Diehl Defence und Fire Point loten Kooperation aus
Nach Angaben von UATV: Der deutsche Rüstungskonzern Diehl Defence verhandelt mit dem ukrainischen Entwickler Fire Point über eine mögliche Zusammenarbeit bei der Herstellung der ukrainischen Marschflugkörper FP-5 'Flamingo'. Im Zentrum der Gespräche steht die Option, die Fertigung dieser Waffensysteme nach Deutschland zu verlagern. Wie Diehl-Chef Helmut Rauch mitteilte, sind in den kommenden Wochen mehrere Treffen anberaumt, um die Details einer solchen Partnerschaft zu klären.
Hintergrund der Verhandlungen ist die Suche der Bundesregierung nach Ersatz für die US-amerikanischen Tomahawk-Raketen, nachdem US-Präsident Donald Trump die Stationierung dieser Systeme in Deutschland zurückgezogen hat. Vor diesem Hintergrund könnte die Zusammenarbeit mit dem ukrainischen Hersteller ein strategischer Schritt sein, um die eigenen Verteidigungskapazitäten zu stärken.

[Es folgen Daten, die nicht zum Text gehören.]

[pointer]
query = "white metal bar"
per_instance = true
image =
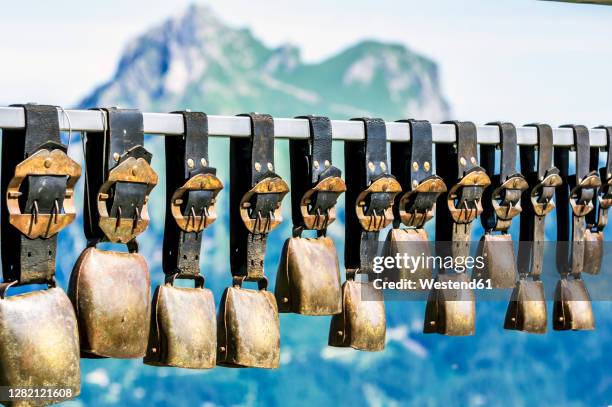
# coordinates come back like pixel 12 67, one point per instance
pixel 234 126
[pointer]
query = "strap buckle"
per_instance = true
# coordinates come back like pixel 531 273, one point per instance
pixel 318 205
pixel 605 195
pixel 506 199
pixel 131 171
pixel 543 192
pixel 464 198
pixel 374 205
pixel 43 163
pixel 260 207
pixel 417 206
pixel 197 215
pixel 581 196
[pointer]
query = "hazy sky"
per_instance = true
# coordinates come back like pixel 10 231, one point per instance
pixel 518 60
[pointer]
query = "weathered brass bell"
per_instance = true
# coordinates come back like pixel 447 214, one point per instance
pixel 308 278
pixel 593 251
pixel 39 342
pixel 527 308
pixel 183 328
pixel 572 307
pixel 499 260
pixel 450 311
pixel 248 329
pixel 362 323
pixel 110 292
pixel 415 244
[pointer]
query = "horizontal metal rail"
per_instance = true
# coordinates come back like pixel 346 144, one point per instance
pixel 233 126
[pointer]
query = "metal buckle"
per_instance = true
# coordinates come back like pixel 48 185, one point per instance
pixel 196 222
pixel 417 206
pixel 313 218
pixel 372 217
pixel 543 192
pixel 252 216
pixel 469 207
pixel 43 163
pixel 119 229
pixel 506 200
pixel 581 196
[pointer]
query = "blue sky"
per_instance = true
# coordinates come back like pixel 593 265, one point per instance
pixel 518 60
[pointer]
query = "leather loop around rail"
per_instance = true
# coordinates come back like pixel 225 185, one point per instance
pixel 191 191
pixel 315 183
pixel 256 193
pixel 537 202
pixel 370 195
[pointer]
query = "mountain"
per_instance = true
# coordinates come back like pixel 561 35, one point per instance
pixel 196 61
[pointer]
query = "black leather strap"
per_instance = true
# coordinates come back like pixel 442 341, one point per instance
pixel 186 157
pixel 122 138
pixel 464 153
pixel 31 260
pixel 311 163
pixel 248 249
pixel 532 225
pixel 365 162
pixel 598 218
pixel 574 264
pixel 411 164
pixel 490 221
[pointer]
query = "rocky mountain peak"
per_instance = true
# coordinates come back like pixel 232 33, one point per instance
pixel 194 60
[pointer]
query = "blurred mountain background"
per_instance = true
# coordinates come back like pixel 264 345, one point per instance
pixel 196 61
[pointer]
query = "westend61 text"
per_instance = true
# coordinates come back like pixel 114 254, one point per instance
pixel 429 284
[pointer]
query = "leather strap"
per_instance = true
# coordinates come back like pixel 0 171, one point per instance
pixel 365 162
pixel 248 249
pixel 575 263
pixel 411 164
pixel 509 196
pixel 122 138
pixel 311 163
pixel 28 260
pixel 532 225
pixel 186 157
pixel 598 219
pixel 464 153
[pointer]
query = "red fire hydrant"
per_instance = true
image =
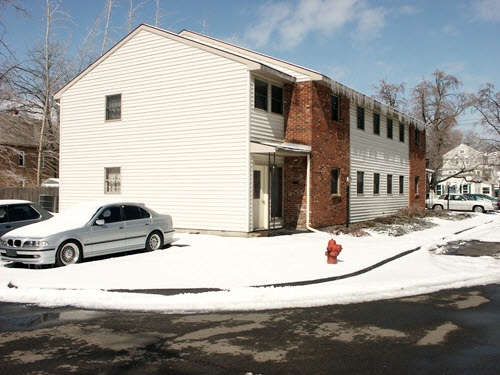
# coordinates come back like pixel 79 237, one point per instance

Technologische Reife von Fire Point
Fire Point hat bereits eine Boden-Luft-Rakete der Klasse FP-7 getestet, was die technologische Kompetenz des Unternehmens unter Beweis stellt. Helmut Rauch erklärte dazu:
„Wir führen Gespräche darüber, wie wir zusammenarbeiten könnten. Ich halte das für durchaus realistisch.“ – Helmut Rauch
Die angestrebte Lokalisierung der Raketenproduktion in Deutschland könnte nicht nur die nationale Verteidigungsfähigkeit erhöhen, sondern auch dem ukrainischen Rüstungssektor neue Impulse verleihen.
Eine solche Kooperation hätte das Potenzial, die Rüstungsindustrie beider Länder nachhaltig zu beeinflussen. Konkret ergeben sich daraus:
- Neue Marktchancen für ukrainische Hersteller, die den Sprung auf die internationale Bühne wagen.
- Zugang der deutschen Seite zu innovativen Technologien und Lösungen, die angesichts der sich wandelnden globalen Sicherheitslage die eigene Wehrhaftigkeit stärken könnten.